L'Organisation météorologique mondiale (OMM) a publié, jeudi 3 septembre 2026, un bulletin alarmant sur l'évolution du phénomène climatique El Niño. Selon l'organisation onusienne, cet épisode devrait être de très forte intensité cette année, avec une probabilité exceptionnellement élevée, proche de 100 %, de se maintenir jusqu'en février 2027.
Ce phénomène, caractérisé par un réchauffement anormal des eaux de surface de l'océan Pacifique équatorial, a des répercussions sur les régimes de pluie et de température à l'échelle mondiale. L'Afrique australe figure parmi les zones les plus sensibles à ces perturbations, avec des risques accrus de sécheresses, d'inondations ou de cyclones selon les régions concernées.

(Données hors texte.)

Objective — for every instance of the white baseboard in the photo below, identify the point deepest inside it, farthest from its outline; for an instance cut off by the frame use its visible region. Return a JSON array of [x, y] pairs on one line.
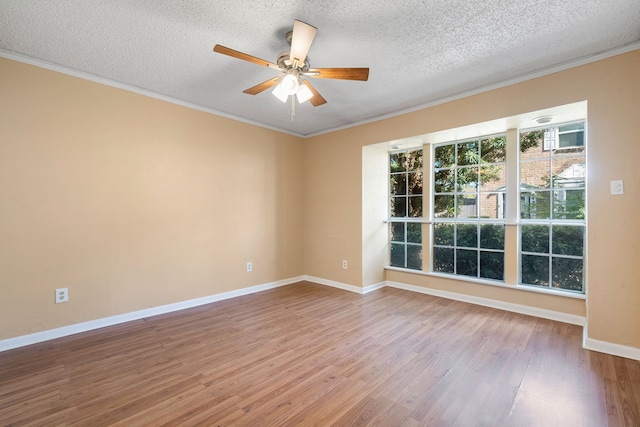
[[64, 331], [334, 284], [507, 306], [588, 343], [609, 348]]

Le Mozambique sous surveillance renforcée Dans ce même bulletin, les Nations unies ont classé le Mozambique parmi les trois pays les plus préoccupants de la région pour cette période. Ce classement traduit l'inquiétude des organisations internationales quant à la capacité du pays à faire face aux conséquences potentielles d'un épisode El Niño d'une telle ampleur.
Le Mozambique a déjà connu par le passé des épisodes climatiques extrêmes, notamment des cyclones dévastateurs qui ont fragilisé ses infrastructures et ses capacités agricoles. L'annonce de l'OMM relance donc les craintes d'une nouvelle période de vulnérabilité accrue pour les populations locales.
Des conséquences attendues sur plusieurs mois La persistance annoncée du phénomène jusqu'en février 2027 laisse entrevoir une période prolongée d'instabilité climatique pour l'ensemble de l'Afrique australe. Les experts météorologiques s'attendent à des phénomènes météo extrêmes, sans que le bulletin cité par RFI Afrique ne précise encore la nature exacte de ces événements pour chaque pays de la région.
Cette situation intervient alors que plusieurs pays d'Afrique australe font régulièrement face à des défis liés à la gestion de l'eau, à la sécurité alimentaire et à la résilience de leurs infrastructures face aux aléas climatiques. Le classement du Mozambique parmi les pays les plus préoccupants pourrait ainsi orienter les priorités des organisations humanitaires et des bailleurs internationaux dans les mois à venir.
Une vigilance internationale accrue L'OMM et les Nations unies devraient continuer à suivre l'évolution de ce phénomène climatique dans les prochains mois, afin d'ajuster leurs prévisions et recommandations. Le bulletin publié début septembre 2026 constitue une première alerte formelle qui pourrait être complétée par d'autres analyses au fil de l'évolution de la situation météorologique dans la région.
Pour l'heure, aucune mesure spécifique n'a été annoncée par les autorités mozambicaines en réaction à ce classement, selon les informations disponibles à ce stade.